If I understood your problem correctly, this can be solved very easily using the power of simple column assignment. I assigned a column titled 'Cluster' to your cluster array. See attached notebook for results.

I deleted some duplicated imports (without showing work), as well as put the old deprecated code into comments so you can see what I deleted in the main body of your notebook.

Hope this helps you.
Cheers.
Nick

Hi Nick, thank you so so much for your help!

HI Karl, 50 is just a number that I choose randomly. There are ways for python to automatically find the optimal number of clusters, but I haven't found out about it yet!

You could try hierarchical clustering, which doesn't require a to specify the number of clusters. For the purpose of your strategy K-means probably works well though

I see, Thanh yes a good starting position to get it working, and Nick has shown in clear steps how the ['Cluster'] column is added to the result dataframe.

I was trying to condense the steps into a single-line Python statement:

result['Cluster'] = np.array(KMeans(n_clusters=50).fit(result.values).labels_).reshape((-1, 1))  

Results are quite different from Nick's - I am sure I have missed/misplaced some parts - see last cell in attached Notebook.

Karl Thank you very much for your input. The result is different because each time you do k-means clustering, even though for the same set of data, it will feed you a different set of clusters, they are all different. I am not sure how to fix this tho, but overall, I think the sets of clusters are pretty similar.
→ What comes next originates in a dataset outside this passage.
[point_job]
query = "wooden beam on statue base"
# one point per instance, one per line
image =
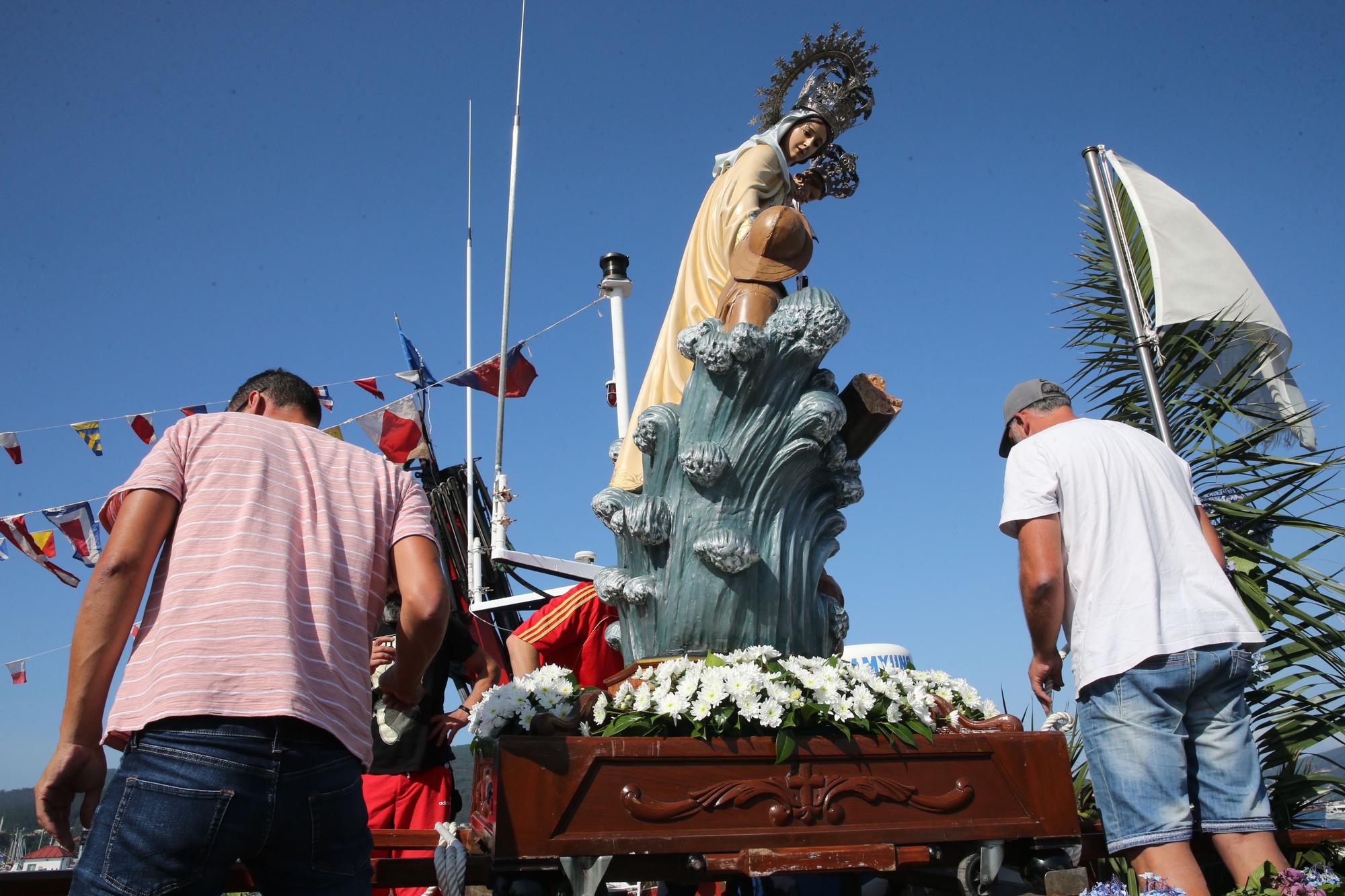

Luca, yes. I have heard of hierarchical clustering. Hopefully, I can use them one day. Thank you very much!

UPDATE: I have attached the completed algorithm. One concern that had is that whenever I use order_target_percent(stock, 1/len(context.groups)), in which context.groups is the list of securities that I want to trade, the algorithm did not buy anything at all! So, I had to use order_target_percent(stock, 0.02) instead, an estimation of what the securities weight should be like. Nick, Luca, Karl, do you guys know what the problem is?

Thank you all very much!

Some notes on the source code were wrong. I was trading the bottom 25% and 10% EV/EBITDA instead of the top.

whenever I use order_target_percent(stock, 1/len(context.groups)), ... the algorithm did not buy anything at all

Python thing, when dividing integers it returns an integer. This print will make it clear

           print 1/len(context.groups)  
           order_target_percent(stock, 1/len(context.groups)) #0.02)  

Use this and the ordering happens

1.0/len(context.groups)

Sometimes you'll see that done without the 0, like just 1. with the dot to make the output a floating point result.